Broccoli. Broccoli is one of my favorite recommendations to pet owners, especially for pets with disorders of the immune system, including cancer. Broccoli contains indole-3-carbinol and sulforaphane, compounds that help control cancer by promoting "good" hormone levels (especially estrogen levels) and increasing the level of enzymes that help prevent cancer formation.

Dark leafy greens. Any dark green leafy vegetable is good for pets. Some dogs will eat the greens after they are cooked. Steam, sauté, or blend an assortment with water or organic meat broth and pour it on the pet's food. High levels of antioxidants in greens help prevent increased oxidation and cell damage, which can be responsible for cancer, and chronic inflammatory diseases such as arthritis.

Dark-colored berries. I think of fruit as more of a dessert than a main ingredient; therefore I recommend no more than 10 to 15 percent of the diet contain healthy organic berries. Health benefits of berries are due to their high antioxidant content. Berries, especially blue-berries and blackberries, are helpful in fighting any disease in which oxidative stress and inflammation play a role, including arthritis, allergies, and cancer.

Foods to Avoid
While most pets can eat pretty much anything you grow, there are some things to avoid due to potential toxicity.
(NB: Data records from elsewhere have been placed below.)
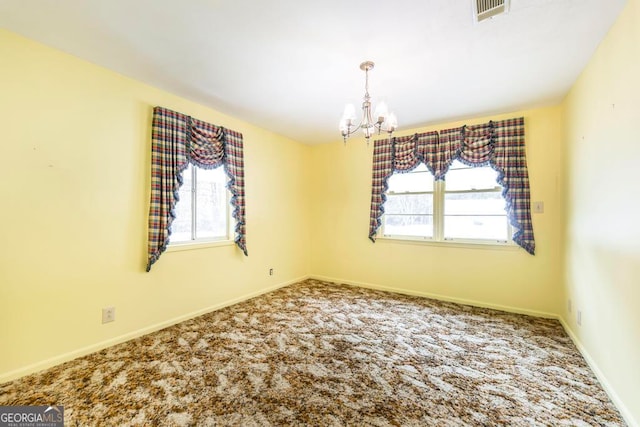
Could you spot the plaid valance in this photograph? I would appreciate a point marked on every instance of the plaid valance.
(176, 141)
(497, 144)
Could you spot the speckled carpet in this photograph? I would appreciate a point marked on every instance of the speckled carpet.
(321, 354)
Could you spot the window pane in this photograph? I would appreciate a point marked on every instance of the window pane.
(463, 177)
(476, 227)
(409, 204)
(181, 225)
(408, 225)
(211, 202)
(477, 203)
(420, 179)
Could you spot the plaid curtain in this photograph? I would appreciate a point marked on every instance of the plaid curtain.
(497, 144)
(178, 139)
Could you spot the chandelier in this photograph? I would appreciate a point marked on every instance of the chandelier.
(383, 122)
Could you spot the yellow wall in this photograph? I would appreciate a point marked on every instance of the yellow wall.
(74, 180)
(601, 115)
(501, 278)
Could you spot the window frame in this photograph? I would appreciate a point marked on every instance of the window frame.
(439, 192)
(205, 242)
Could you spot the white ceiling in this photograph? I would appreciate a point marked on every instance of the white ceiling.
(290, 65)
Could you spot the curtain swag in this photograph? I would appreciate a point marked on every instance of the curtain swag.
(497, 144)
(176, 141)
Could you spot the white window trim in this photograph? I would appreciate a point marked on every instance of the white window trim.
(438, 238)
(204, 243)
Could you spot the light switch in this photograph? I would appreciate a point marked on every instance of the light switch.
(538, 207)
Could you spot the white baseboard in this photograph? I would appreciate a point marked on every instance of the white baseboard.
(65, 357)
(624, 411)
(439, 297)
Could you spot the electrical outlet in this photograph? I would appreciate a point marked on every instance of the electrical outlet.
(108, 314)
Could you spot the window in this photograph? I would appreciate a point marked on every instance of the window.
(466, 207)
(202, 212)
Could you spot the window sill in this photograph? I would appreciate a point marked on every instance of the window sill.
(189, 246)
(450, 244)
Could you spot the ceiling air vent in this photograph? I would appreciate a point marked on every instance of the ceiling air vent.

Cats and small dogs are sensitive to some of the chemicals in onions and garlic, as these foods can cause red blood cell damage leading to anemia. All pets should avoid onions. Garlic has many health benefits (antibacterial, anti-blood clotting, immune system support), and I like my patients to have small amounts if their owners desire. I recommend one small clove per 10 to 25 pounds of body weight per day. Regular blood testing (every 3 to 6 months) can detect anemia, which is unlikely at this dosage. Grapes and raisins can cause kidney failure in dogs and should be avoided.

This article contains the personal opinions of the author and is not intended to provide veterinary guidance. Consult your veterinarian regarding your pet's specific health needs.